Not an Animal or a Plant: (but) a very good show
Something I have always loved about Sydney is the incidental nature of its experience. Fostered by proximity and the intimacy of its winding streets, intended activity easily morphs into the unexpected. So it was with a simple pilgrimage to Parker’s (undoubtedly Sydney’s best art shop since the demise of Oxford Art Supplies) within the sandstone walls of the National Art School.

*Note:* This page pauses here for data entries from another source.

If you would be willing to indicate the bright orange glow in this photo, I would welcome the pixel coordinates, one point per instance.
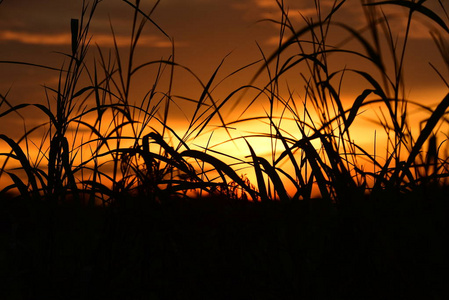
(160, 93)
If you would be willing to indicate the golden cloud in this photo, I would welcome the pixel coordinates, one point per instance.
(65, 39)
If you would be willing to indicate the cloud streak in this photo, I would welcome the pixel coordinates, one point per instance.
(63, 39)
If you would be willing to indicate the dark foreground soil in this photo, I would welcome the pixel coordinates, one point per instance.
(383, 247)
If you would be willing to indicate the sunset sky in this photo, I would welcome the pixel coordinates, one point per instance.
(204, 32)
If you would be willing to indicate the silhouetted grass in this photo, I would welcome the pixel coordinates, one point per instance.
(147, 215)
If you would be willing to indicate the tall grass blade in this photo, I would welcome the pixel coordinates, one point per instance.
(419, 7)
(221, 167)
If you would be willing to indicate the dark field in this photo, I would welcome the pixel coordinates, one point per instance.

Serendipitously, also within these walls at present is Vernon Ah Kee’s solo show ‘Not an Animal or a Plant’ which would have been worth the walk through Sydney’s sticky air all by itself. On entering, my first thought (and I have to admit my first utterance to my companion) was one rarely prompted by contemporary art shows: ‘holy shit, Ah Kee can really really draw’.
Set out generously over both levels of the National Art School’s Gallery, the show - Ah Kee’s first in Sydney in over a decade - is pure delight. In recent years I’ve seen a few of Ah Kee’s large-scale works scattered through the great and good Australian art institutions, most being some variation on his famous and striking graphic plays on the word ‘aboriginal’ (with a shout-out exception to one of the best charcoal portraits I’ve ever encountered in the Ian Potter Centre of the National Gallery of Victoria). But I’ve never seen his work en masse. Here, as in all good exhibitions, the strength of each work is magnified by its companions to give a whole that is staggeringly impressive.
Rarely have I wished more fervently for the means and time-machine necessary to stick little red dots along the wall (God, if you’re listening my absolute pick is ‘George Drahm (Uncle George)’ and I honestly don’t think the MCA would miss it).
Ah Kee draws deeply on his own indigenous heritage and experience, focussing on the continued marginalisation and invisibility of indigenous peoples in Australian culture today. While his work is obviously (and overtly) political in its messaging it is above all highly skilled. Each masterful line challenges normative whiteness even as it adds to the sublime aesthetic created. It is this blend of skill and substance that makes Ah Kee’s works so powerful and so timeless. (It also roundly denounces the general acceptance that somehow, in contemporary art; the strength of the message is inverse to the expertise with which it is rendered).
I’m speaking mostly here of Ah Kee’s figurative works, to each one of which I would gladly give a home, though his text based works and 3-d installations are also impressive. It’s early but I’d put money on this being one of the best shows of 2017. It is really that good.
Through googling the exhibition dates I’ve just discovered it’s actually part of the Sydney Festival so there’s that too if that makes any difference to you. It’s on now till 11 March 2017 at the NAS Gallery (Darlinghurst Gaol) and is both free and fantastic.